Giants’ Kadarius Toney far from NFL draft consolation prize: ‘Game-breaker’

Gone. Gone. Gone. Ja’Marr Chase, Jaylen Waddle and DeVonta Smith, the top three wide receivers, as graded by the Giants, were no longer available to them at No. 11 in the 2021 NFL Draft. They traded down Thursday and took the next one on their board, Kadarius Toney of Florida.

There was distance between 1, 2, 3 and Toney, but this was more crevice than ravine, in the eyes of the Giants.

“He was close enough,’’ Chris Pettit, the Giants’ director of college scouting, said. “I don’t know if there was a big separation, if I can say that, but he’s right up there and he was worthy of a first-round pick, so that shows you what we think of him.’’

There were other receivers available to the Giants at No. 20, players several scouts rated ahead of Toney. The selection could have been Rashod Bateman (Minnesota), Terrace Marshall (LSU), Rondale Moore (Purdue) or Elijah Moore (Mississippi). It is believed the Giants had Bateman ranked just behind Toney on the receiver board.

The Giants see Toney as an explosive and versatile offensive weapon, and one of their favorite players in the entire draft. They were not going to take him at No. 11 and believed he was not going to be there at No. 42, so the only way a forced marriage could be arranged was with a trade down. Now it is up to Jason Garrett, the offensive coordinator, to find a variety of roles to best utilize Toney’s change-of-direction skills.

Kadarius Toney
Kadarius Toney breaks away from the defense.
Collegiate Images via Getty Imag

If the Giants want someone to stick on the outside and run routes to the boundaries, Toney is not the guy. He is a get-the-ball-in-his-hands-and-watch-him-work type of target. The statistic that says the most about him is this: Toney forced 43 missed tackles in his career, giving him the highest percentage per catch of any Power 5 receiver in college football since 2014.

Quietly, the Giants are filling the stable for quarterback Daniel Jones. They signed Kenny Golladay as a 6-foot-4 pass-catching weapon. They have reliable Sterling Shepard in the slot. They have Darius Slayton, a blend of speed and size, capable of getting behind a defense. They added John Ross, a former first-round pick of the Bengals, taking a chance on his pure speed. They have Saquon Barkley, a gifted receiver out of the backfield, coming back after knee surgery. They still have tight end Evan Engram, who actually led the team in targets in 2020 with 109, a skilled but flawed (too many drops) pass-catcher who the Giants believe will benefit from having reduced pressure on him.

With Toney, they have … more than enough now.

“He’s tough as hell, he can play all three positions, his run after the catch is just ridiculous and he’s a game-breaker, a flat out game-breaker,’’ Louis Riddick, a former NFL player and personnel executive, currently an ESPN analyst, said prior to the draft. “I don’t want to throw around the Tyreek Hill comparisons too much, but whenever we watch No. 10 from the Kansas City Chiefs on Sundays everybody goes, ‘I want somebody that looks like that. I want a chess piece like that.’

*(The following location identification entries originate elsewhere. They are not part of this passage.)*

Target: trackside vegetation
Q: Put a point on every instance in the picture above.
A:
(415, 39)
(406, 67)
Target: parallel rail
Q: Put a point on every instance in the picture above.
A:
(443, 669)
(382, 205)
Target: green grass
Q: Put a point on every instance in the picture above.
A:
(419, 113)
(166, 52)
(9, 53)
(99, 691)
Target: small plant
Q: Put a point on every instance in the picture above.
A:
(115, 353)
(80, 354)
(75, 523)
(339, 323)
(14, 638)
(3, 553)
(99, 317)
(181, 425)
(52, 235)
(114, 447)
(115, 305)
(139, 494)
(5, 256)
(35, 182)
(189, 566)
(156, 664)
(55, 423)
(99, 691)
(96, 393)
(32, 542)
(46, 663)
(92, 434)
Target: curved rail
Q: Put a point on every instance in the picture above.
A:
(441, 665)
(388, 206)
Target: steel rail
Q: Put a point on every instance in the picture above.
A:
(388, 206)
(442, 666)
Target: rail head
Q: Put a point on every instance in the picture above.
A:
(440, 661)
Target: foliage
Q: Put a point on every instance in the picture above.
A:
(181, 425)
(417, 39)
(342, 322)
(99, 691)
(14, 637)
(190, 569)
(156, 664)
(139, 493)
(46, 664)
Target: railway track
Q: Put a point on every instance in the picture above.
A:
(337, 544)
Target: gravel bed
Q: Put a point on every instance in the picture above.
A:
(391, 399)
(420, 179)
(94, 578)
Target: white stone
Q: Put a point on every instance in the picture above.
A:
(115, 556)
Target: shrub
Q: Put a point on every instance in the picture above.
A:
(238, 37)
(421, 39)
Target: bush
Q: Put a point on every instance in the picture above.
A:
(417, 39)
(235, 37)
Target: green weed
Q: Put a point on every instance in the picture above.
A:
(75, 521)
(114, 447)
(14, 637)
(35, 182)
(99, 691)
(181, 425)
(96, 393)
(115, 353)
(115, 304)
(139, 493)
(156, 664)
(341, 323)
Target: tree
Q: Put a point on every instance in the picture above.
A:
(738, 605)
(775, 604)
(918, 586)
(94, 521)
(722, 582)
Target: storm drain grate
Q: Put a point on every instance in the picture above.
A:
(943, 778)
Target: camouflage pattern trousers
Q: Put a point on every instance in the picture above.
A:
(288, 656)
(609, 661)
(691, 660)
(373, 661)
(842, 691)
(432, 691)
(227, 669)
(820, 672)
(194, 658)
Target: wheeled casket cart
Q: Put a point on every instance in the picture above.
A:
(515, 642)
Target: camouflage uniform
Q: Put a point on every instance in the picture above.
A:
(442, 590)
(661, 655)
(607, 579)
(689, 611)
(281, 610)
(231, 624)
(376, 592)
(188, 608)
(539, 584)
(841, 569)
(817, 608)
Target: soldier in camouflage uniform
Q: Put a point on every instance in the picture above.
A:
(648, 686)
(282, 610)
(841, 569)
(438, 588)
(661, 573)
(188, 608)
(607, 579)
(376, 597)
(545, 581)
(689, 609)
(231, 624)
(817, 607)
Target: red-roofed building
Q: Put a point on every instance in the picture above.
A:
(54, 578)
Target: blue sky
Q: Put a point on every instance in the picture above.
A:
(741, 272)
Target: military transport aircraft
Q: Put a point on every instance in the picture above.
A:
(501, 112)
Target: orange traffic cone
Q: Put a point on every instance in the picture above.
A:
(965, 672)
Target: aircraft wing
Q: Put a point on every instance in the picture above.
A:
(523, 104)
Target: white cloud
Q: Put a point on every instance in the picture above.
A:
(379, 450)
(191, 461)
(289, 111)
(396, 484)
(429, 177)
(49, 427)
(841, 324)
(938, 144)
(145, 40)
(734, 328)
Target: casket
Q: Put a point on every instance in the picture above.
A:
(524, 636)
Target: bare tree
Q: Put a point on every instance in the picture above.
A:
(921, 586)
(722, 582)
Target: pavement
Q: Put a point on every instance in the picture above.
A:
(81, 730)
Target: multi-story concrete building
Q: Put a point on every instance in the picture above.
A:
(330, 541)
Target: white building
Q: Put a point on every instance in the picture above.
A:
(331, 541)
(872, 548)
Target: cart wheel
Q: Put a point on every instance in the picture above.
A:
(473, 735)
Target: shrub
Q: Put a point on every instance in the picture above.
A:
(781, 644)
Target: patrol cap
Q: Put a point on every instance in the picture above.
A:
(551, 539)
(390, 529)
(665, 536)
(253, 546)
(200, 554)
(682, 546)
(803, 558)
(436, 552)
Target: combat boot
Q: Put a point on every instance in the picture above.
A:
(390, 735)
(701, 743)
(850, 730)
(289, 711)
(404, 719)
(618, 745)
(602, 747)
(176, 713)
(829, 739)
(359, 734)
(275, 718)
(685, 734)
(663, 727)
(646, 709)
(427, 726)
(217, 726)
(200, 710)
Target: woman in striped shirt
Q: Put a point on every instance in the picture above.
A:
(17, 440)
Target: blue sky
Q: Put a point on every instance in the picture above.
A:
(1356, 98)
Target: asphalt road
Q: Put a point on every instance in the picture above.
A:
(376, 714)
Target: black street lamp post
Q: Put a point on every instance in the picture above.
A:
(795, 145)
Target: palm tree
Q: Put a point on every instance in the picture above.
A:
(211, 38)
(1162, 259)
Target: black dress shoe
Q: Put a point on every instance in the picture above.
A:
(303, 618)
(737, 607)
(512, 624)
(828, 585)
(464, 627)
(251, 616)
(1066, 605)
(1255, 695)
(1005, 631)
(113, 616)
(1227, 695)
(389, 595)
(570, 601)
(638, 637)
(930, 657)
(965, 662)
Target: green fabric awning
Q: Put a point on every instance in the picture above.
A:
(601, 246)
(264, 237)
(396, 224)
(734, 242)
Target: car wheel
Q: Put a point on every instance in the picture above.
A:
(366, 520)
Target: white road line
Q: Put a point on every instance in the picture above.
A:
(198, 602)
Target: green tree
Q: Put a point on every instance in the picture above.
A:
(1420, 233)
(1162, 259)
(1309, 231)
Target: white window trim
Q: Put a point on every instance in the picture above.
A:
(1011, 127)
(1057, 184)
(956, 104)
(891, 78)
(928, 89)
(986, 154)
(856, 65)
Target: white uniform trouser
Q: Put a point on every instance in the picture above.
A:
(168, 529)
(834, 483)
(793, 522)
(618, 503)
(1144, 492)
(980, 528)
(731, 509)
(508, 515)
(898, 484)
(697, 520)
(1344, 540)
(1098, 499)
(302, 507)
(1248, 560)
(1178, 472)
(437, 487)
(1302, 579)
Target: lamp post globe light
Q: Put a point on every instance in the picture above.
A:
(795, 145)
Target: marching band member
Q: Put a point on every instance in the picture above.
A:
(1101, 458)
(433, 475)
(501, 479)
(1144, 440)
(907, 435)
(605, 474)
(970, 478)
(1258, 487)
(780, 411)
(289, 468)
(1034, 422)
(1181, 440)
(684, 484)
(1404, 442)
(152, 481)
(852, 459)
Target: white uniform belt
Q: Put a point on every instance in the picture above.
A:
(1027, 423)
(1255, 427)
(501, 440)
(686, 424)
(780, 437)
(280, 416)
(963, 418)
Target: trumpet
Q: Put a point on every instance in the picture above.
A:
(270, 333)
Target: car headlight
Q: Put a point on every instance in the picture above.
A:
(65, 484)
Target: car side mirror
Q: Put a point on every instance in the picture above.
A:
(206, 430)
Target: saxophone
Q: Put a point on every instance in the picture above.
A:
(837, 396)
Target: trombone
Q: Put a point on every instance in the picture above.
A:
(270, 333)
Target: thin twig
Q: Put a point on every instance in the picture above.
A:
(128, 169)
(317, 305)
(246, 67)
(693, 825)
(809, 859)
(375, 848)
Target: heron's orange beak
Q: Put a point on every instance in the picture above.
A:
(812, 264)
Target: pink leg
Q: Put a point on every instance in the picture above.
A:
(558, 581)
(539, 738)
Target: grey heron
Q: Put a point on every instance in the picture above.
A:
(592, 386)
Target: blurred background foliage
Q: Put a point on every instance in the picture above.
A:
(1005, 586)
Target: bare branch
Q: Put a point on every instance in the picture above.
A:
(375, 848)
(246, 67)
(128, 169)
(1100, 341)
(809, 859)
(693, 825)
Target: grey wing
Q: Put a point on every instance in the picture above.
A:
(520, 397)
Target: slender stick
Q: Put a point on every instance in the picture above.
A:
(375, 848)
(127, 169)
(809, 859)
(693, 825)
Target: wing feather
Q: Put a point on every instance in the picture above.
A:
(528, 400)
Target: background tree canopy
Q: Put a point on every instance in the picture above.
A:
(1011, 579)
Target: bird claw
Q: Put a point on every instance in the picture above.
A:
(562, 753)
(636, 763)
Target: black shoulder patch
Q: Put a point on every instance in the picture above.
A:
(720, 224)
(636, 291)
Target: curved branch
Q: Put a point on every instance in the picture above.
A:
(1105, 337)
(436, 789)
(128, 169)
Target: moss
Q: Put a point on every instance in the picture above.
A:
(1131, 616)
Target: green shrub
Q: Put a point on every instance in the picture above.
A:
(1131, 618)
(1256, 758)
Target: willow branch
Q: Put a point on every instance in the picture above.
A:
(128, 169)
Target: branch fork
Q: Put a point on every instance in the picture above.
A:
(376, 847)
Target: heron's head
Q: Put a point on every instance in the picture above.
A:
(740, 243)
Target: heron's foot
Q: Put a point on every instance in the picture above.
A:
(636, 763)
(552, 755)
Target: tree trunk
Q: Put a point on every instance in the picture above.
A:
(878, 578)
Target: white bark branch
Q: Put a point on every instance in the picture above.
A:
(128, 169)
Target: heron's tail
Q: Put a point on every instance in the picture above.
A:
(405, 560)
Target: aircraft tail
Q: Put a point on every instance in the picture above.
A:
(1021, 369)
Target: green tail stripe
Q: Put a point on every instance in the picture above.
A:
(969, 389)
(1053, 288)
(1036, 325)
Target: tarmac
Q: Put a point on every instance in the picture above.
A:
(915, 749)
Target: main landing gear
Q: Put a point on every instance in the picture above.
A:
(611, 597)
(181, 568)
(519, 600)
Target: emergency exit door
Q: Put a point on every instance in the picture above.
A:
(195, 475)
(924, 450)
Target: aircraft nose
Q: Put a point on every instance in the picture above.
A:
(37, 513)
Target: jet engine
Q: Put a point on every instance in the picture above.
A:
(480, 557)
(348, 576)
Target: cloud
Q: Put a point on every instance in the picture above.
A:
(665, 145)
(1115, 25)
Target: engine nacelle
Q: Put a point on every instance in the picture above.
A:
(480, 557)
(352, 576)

“The kind of guys who are moveable guys like that who also are just flat-out home run hitters because they have blazing speed. I think the Giants could easily fit a guy like that into their plans, given the kind of people they have in Slayton and Golladay, who are more traditional outside lane, down-the-field winners. They could use another guy to go along with Sterling on the inside who is dynamic and very multiple. I think Daniel Jones would welcome that.’’

Toney put on a show at his Pro Day on March 31, running the 40 in 4.39, recording a vertical leap of 39 ¹/₂ inches and a standing broad jump of nearly 12 feet. He needed work on his hands and route-running, and this past season dropped only one pass.

“I still think his receiving skills are developing,’’ Florida coach Dan Mullen recently told reporters in Gainesville, Fla. “I still think he has a huge future. He’s just really scratching the surface right now.’’

The Gators lined Toney up on the perimeter, in the slot and in the backfield — he said he patterns some of his game after Saints running back Alvin Kamara — and he averaged 11.7 yards on 186 rushing attempts. As a former high school quarterback, he can also be used on gadget plays; he reputedly can throw it 80 yards.

“As much as Kyle Pitts was the transcendent player for the Florida Gators, as Dan Mullen almost went exclusively pass, Kadarius Toney was the guy that he just put him over in what we call ‘jerk routes,’ which is just get open in the middle of the field,’’ Rick Neuheisel, former NFL quarterback, college head coach and NFL coordinator said on SiriusXM NFL Radio. “And it was incredible how beautiful he ran them and [Florida quarterback Kyle] Trask benefited. And so, too, will Daniel Jones.”